[PATCH v3 3/3] PR80791 Consider doloop cmp use in ivopts

Kewen.Lin Wed, 19 Jun 2019 04:48:05 -0700

Hi all,

This is the following patch after 
https://gcc.gnu.org/ml/gcc-patches/2019-06/msg00910.html


Main steps:
  1) Identify the doloop cmp type iv use and record its bind_cand (explain it 
later).
  2) Set zero cost for pairs between this use and any iv cand.
  3) IV cand set selecting algorithm runs as usual.
  4) Fix up the selected iv cand for doloop use if need.

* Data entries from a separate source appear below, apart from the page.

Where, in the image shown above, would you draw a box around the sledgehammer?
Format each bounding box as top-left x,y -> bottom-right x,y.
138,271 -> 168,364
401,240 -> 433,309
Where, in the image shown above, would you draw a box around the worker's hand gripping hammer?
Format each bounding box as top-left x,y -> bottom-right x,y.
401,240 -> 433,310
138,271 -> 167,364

It only focuses on the targets like Power which has specific count register.
target hook have_count_reg_decr_p is proposed for it.

Some notes:

*) Why we need zero cost?  How about just decrease the cost for the pair
   between doloop use and its original iv cand?  How about just decrease
   the cost for the pair between doloop use and one selected iv cand?

   Since some target supports hardware count register for decrement and
   branch, it doesn't need the general instruction sequence for decr, cmp and
   branch in general registers.  The cost of moving count register to GPR
   is generally high, so it's standalone and can't be shared with other iv 
   uses.  It means IVOPTs can take doloop use as invisible (zero cost).

   Let's take a look at PR80791 for example.

                            original biv (cand 4)  use derived iv (cand 6)
     generic use:                   4                  0
     comp use (doloop use):         0                 infinite
    
    For iv cost, original biv has cost 4 while use derived iv has cost 5.
    When IVOPTs considers doloop use, the optimal cost is 8 (original biv 
    iv cost 4 + use cost 4).  Unfortunately it's not actually optimal, since
    later doloop transformation updates loop closing by count register,
    original biv (and its update) won't be needed in loop closing any more.
    The generic use become the only use for original biv.  That means, if we 
    know the doloop will perform later, we shouldn't consider the doloop use
    when determining IV set.  If we don't consider it, the algorithm will 
    choose iv cand 6 with total cost 5 (iv cost 5 + use cost 0).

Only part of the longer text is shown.